Il se leva frissonnant.

— Dieu m'en préserve! Pour rien au monde, jamais, après ce qui a été dit au moment des adieux à Skvorechniki, jamais!

Ses yeux étincelaient.

Nous restâmes encore une heure au moins dans l'attente de quelque chose. Il se recoucha sur le divan, ferma les yeux, et durant vingt minutes ne dit pas un mot; je crus même qu'il s'était endormi. Tout à coup il se souleva sur son séant, arracha la compresse nouée autour de sa tête et courut à une glace. Ses mains tremblaient tandis qu'il mettait sa cravate. Ensuite, d'une voix de tonnerre, il cria à Nastasia de lui donner son paletot, son chapeau et sa canne.

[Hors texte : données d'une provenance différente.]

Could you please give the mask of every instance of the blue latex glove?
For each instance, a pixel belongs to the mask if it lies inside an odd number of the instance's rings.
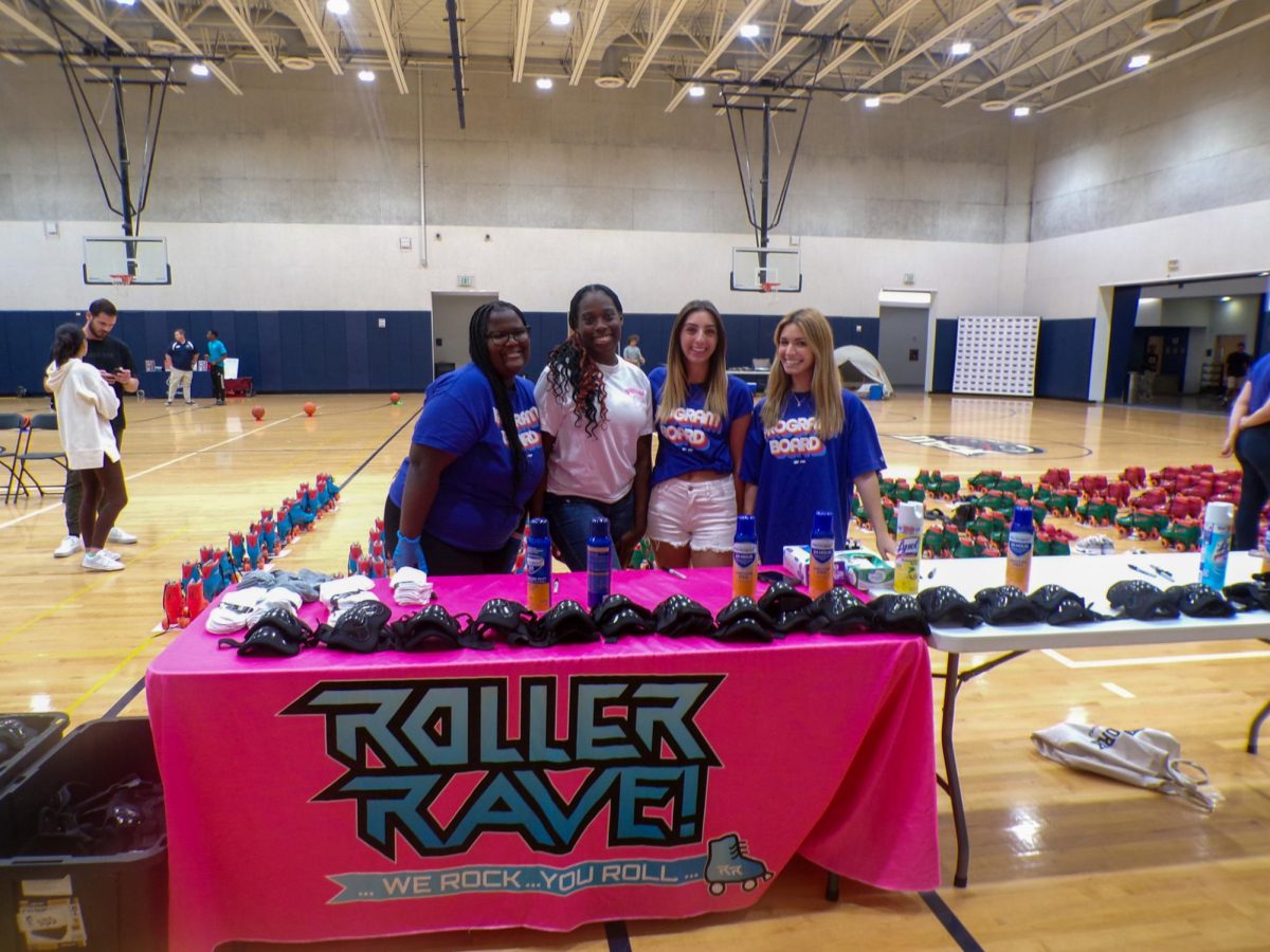
[[[418,536],[410,538],[409,536],[398,533],[398,545],[392,550],[392,565],[398,569],[404,569],[409,565],[411,569],[428,571],[428,560],[423,557],[423,546],[419,545]]]

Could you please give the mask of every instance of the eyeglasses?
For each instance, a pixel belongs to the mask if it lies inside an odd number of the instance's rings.
[[[513,340],[517,344],[523,344],[528,339],[530,339],[528,327],[517,327],[516,330],[505,330],[502,334],[485,335],[485,340],[488,340],[490,344],[497,344],[498,347],[503,347],[504,344],[508,344]]]

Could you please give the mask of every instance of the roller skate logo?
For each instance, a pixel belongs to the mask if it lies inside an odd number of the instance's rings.
[[[772,878],[771,872],[758,859],[745,856],[748,847],[735,833],[710,840],[706,854],[705,881],[710,883],[710,895],[721,896],[729,883],[740,883],[745,892],[762,880]]]

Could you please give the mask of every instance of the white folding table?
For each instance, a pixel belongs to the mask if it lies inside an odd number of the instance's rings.
[[[1137,569],[1130,567],[1137,566]],[[1153,575],[1154,567],[1172,575],[1172,580]],[[1248,581],[1261,571],[1261,560],[1246,552],[1234,552],[1227,569],[1226,583]],[[921,567],[922,589],[951,585],[969,599],[977,592],[1002,584],[1005,560],[941,559],[926,560]],[[1045,556],[1033,560],[1030,592],[1041,585],[1057,584],[1083,597],[1091,607],[1104,614],[1113,614],[1106,592],[1116,581],[1140,579],[1160,588],[1198,581],[1199,555],[1158,552],[1144,555],[1109,556]],[[1256,638],[1270,641],[1270,614],[1253,611],[1233,618],[1187,618],[1170,621],[1107,621],[1088,625],[1012,625],[978,628],[932,628],[930,645],[947,654],[947,665],[936,678],[944,678],[944,712],[940,743],[944,751],[945,776],[939,784],[952,801],[952,823],[956,829],[956,872],[954,885],[965,886],[970,868],[970,836],[965,823],[965,803],[958,777],[956,751],[952,745],[952,726],[956,717],[956,696],[961,685],[986,671],[1011,661],[1029,651],[1044,649],[1109,647],[1120,645],[1162,645],[1187,641],[1238,641]],[[973,668],[961,669],[964,654],[992,654]],[[1248,753],[1257,750],[1257,734],[1270,716],[1270,703],[1256,715],[1248,729]]]

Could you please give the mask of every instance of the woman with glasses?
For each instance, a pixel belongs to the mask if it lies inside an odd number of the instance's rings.
[[[481,305],[467,330],[471,363],[433,381],[384,504],[384,546],[396,567],[433,575],[511,571],[545,456],[516,305]]]
[[[535,387],[547,458],[542,513],[573,571],[587,566],[591,520],[608,518],[621,565],[644,538],[653,448],[653,391],[618,357],[622,302],[587,284],[569,302],[569,336],[547,357]]]

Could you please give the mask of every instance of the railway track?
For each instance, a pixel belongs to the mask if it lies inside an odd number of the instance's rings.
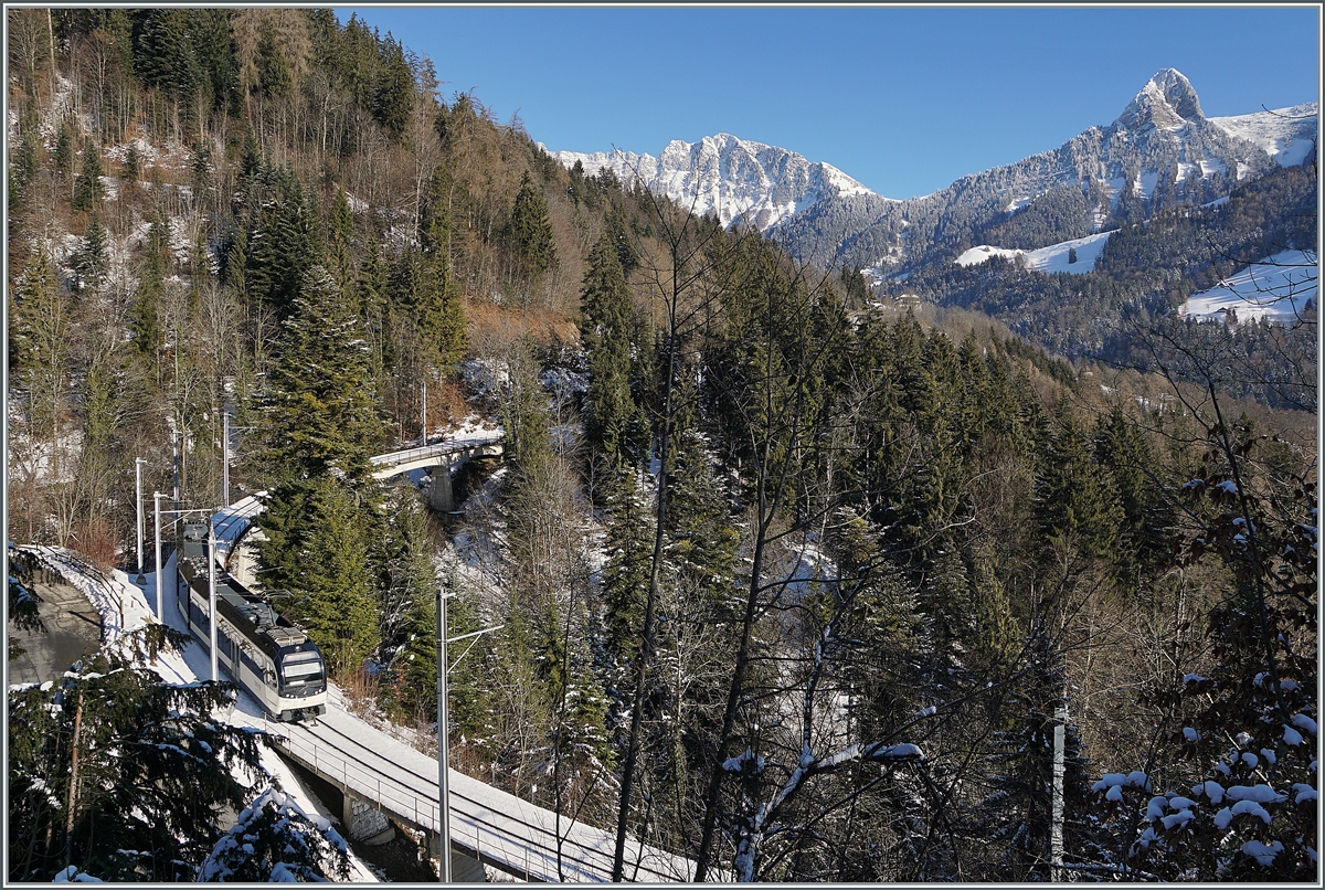
[[[366,732],[367,730],[367,732]],[[335,707],[315,723],[277,727],[294,759],[417,828],[436,832],[437,764]],[[371,740],[366,740],[364,736]],[[450,771],[450,837],[474,858],[531,881],[607,881],[615,836]],[[690,864],[637,842],[628,879],[685,881]]]

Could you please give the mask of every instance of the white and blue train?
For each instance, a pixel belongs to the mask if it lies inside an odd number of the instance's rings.
[[[205,522],[184,523],[178,563],[186,583],[179,588],[176,605],[205,648],[212,633]],[[317,645],[220,567],[216,615],[217,662],[268,714],[280,720],[299,720],[326,713],[327,674]]]

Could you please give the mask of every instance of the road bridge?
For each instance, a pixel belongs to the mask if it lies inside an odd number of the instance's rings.
[[[501,440],[502,432],[497,430],[480,437],[449,440],[378,454],[371,458],[375,468],[372,478],[387,479],[409,470],[428,470],[432,477],[432,494],[428,495],[428,506],[439,513],[450,513],[456,509],[450,490],[452,473],[476,457],[501,457]]]

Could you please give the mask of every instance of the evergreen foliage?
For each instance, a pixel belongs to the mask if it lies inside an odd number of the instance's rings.
[[[586,434],[590,448],[617,464],[628,460],[639,409],[631,393],[631,343],[637,326],[620,257],[604,232],[588,254],[580,294],[580,342],[588,356]]]
[[[553,225],[547,219],[547,200],[543,189],[534,184],[529,172],[519,180],[515,207],[510,213],[507,238],[522,274],[537,278],[556,265],[556,244]]]
[[[148,649],[183,645],[148,633]],[[163,681],[103,650],[54,689],[9,694],[9,879],[66,866],[102,881],[191,881],[223,807],[258,776],[260,734],[213,720],[227,685]]]

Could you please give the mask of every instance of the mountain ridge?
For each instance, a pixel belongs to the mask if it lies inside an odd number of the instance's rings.
[[[910,199],[877,195],[831,164],[730,134],[673,140],[657,158],[625,152],[551,152],[586,173],[636,173],[725,226],[753,225],[796,256],[886,274],[939,250],[959,254],[991,226],[1022,216],[1014,248],[1084,237],[1178,201],[1223,197],[1239,181],[1314,158],[1316,103],[1207,118],[1191,82],[1157,72],[1122,113],[1057,148],[959,177]],[[1067,189],[1080,192],[1080,197]],[[1036,222],[1036,217],[1057,220]],[[1027,221],[1034,225],[1026,225]],[[1044,244],[1032,244],[1030,229]]]

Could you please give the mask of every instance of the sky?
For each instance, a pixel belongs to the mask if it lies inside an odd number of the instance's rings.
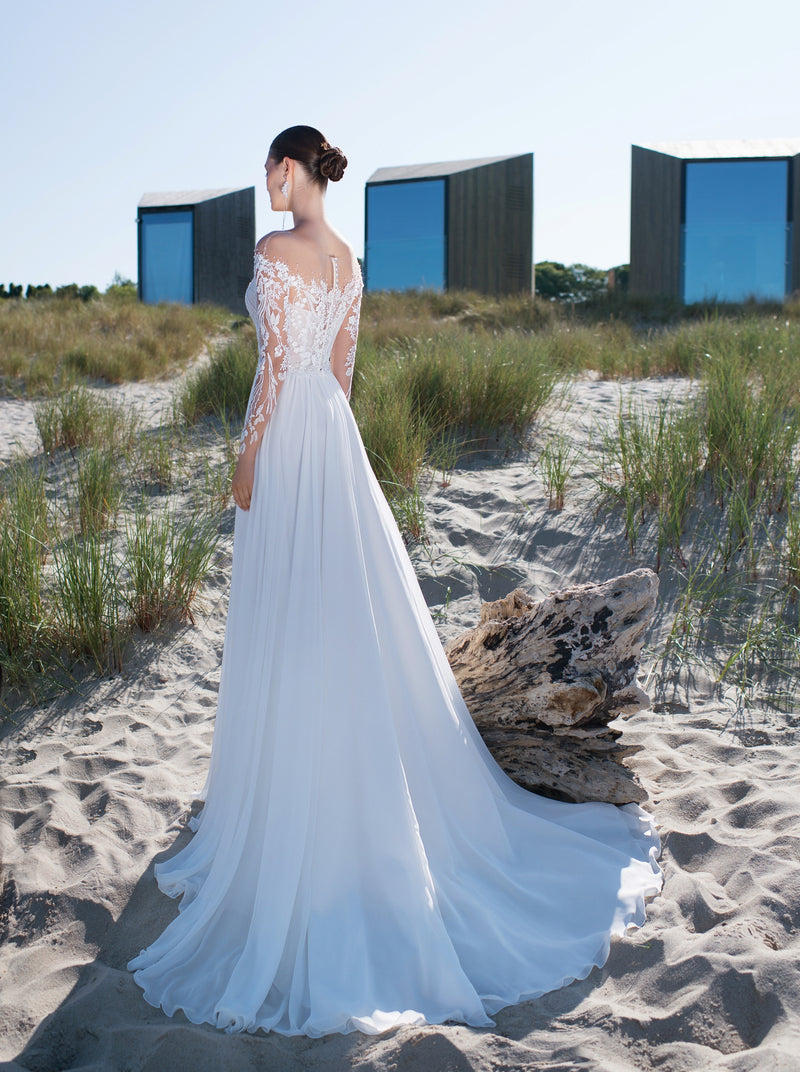
[[[534,153],[534,259],[628,259],[631,145],[800,137],[797,0],[40,0],[0,6],[0,282],[136,279],[144,193],[255,187],[286,126],[379,167]]]

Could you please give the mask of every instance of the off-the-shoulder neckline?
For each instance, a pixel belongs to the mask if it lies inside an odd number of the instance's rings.
[[[341,259],[340,257],[334,256],[332,253],[328,253],[327,255],[329,257],[332,257],[334,260]],[[262,253],[261,250],[258,249],[256,249],[254,252],[254,259],[257,257],[260,257],[262,260],[267,260],[269,264],[281,265],[283,268],[286,269],[286,274],[292,279],[294,279],[296,282],[300,282],[308,287],[314,287],[314,286],[318,287],[325,291],[327,294],[332,294],[335,291],[338,292],[339,294],[344,294],[347,291],[347,288],[352,286],[353,283],[355,283],[356,281],[358,281],[359,286],[361,287],[364,286],[364,279],[361,278],[360,267],[357,272],[353,272],[347,282],[342,286],[338,281],[335,284],[329,284],[328,281],[325,279],[308,280],[306,279],[305,276],[300,274],[300,272],[298,272],[296,269],[292,268],[292,266],[288,265],[282,257],[269,256],[266,253]]]

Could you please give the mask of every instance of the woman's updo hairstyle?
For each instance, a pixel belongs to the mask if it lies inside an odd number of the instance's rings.
[[[299,160],[312,182],[316,182],[323,190],[327,187],[328,179],[338,182],[347,166],[347,158],[342,150],[328,145],[313,126],[290,126],[282,131],[270,145],[269,157],[278,162],[284,157]]]

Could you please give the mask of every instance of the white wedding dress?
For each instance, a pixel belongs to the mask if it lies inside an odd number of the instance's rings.
[[[155,865],[179,914],[129,968],[151,1004],[228,1031],[490,1026],[643,923],[658,835],[636,805],[529,792],[489,754],[350,408],[358,266],[330,268],[256,252],[243,442],[263,438],[205,806]]]

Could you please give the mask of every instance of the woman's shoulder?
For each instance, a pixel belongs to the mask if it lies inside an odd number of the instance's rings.
[[[270,260],[285,259],[296,248],[297,239],[291,239],[285,230],[270,230],[255,243],[255,252]]]
[[[358,268],[358,257],[352,245],[332,228],[330,239],[325,243],[329,247],[326,252],[334,253],[340,263],[349,262],[355,271]],[[310,241],[307,237],[297,235],[293,230],[270,230],[258,239],[255,252],[267,260],[282,262],[302,269],[305,267],[313,268],[318,262],[321,251],[316,242]]]

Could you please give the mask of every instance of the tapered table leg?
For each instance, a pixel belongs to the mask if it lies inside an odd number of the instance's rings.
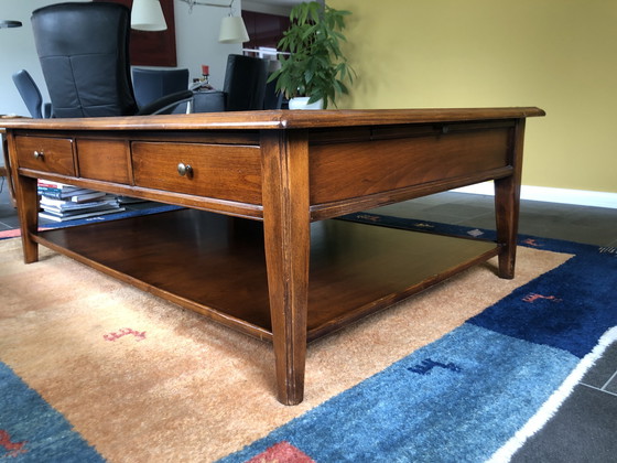
[[[499,277],[507,279],[515,278],[517,259],[523,138],[524,119],[519,119],[513,129],[509,152],[512,175],[495,181],[497,243],[501,245],[498,258]]]
[[[288,138],[289,137],[289,138]],[[263,230],[278,398],[304,396],[308,303],[308,147],[304,132],[262,133]]]
[[[39,195],[36,179],[18,174],[17,150],[14,139],[9,138],[6,143],[9,150],[11,177],[9,181],[14,187],[18,216],[20,219],[21,240],[23,245],[23,260],[25,263],[39,260],[39,244],[33,241],[31,234],[39,230]]]

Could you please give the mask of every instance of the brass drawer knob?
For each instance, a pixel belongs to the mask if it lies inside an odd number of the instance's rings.
[[[193,168],[188,164],[181,162],[177,164],[177,173],[180,176],[192,176],[193,175]]]

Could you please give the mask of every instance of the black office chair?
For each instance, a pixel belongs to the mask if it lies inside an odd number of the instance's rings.
[[[21,69],[13,74],[13,83],[30,111],[30,116],[36,119],[51,116],[52,105],[48,103],[43,105],[41,90],[28,71]]]
[[[137,106],[143,108],[166,95],[188,89],[188,69],[142,69],[133,67]]]
[[[193,98],[186,89],[138,108],[125,6],[58,3],[34,10],[31,20],[54,117],[150,115]]]

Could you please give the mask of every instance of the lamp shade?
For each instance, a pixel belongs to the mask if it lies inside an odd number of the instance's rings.
[[[131,28],[138,31],[165,31],[167,23],[159,0],[134,0]]]
[[[223,18],[220,22],[220,43],[242,43],[249,41],[249,33],[241,17]]]

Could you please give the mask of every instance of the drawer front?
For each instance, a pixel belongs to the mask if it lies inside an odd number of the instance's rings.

— Je ne puis plus y tenir, prononça-t-il d'une voix saccadée, — je ne le puis plus, je ne le puis plus!… J'y vais moi-même.

— Où? demandai-je en me levant aussi.

— Chez Lembke. Cher, je le dois, j'y suis tenu. C'est un devoir. Je suis un citoyen, un homme, et non un petit copeau, j'ai des droits, je veux mes droits… Pendant vingt ans je n'ai pas réclamé mes droits, toute ma vie je les ai criminellement oubliés… mais maintenant je les revendique. Il faut qu'il me dise tout, tout. Il a reçu un télégramme. Qu'il ne s'avise pas de me faire languir dans l'incertitude, qu'il me mette plutôt en état d'arrestation, oui, qu'il m'arrête, qu'il m'arrête!

Il frappait du pied tout en proférant ces exclamations.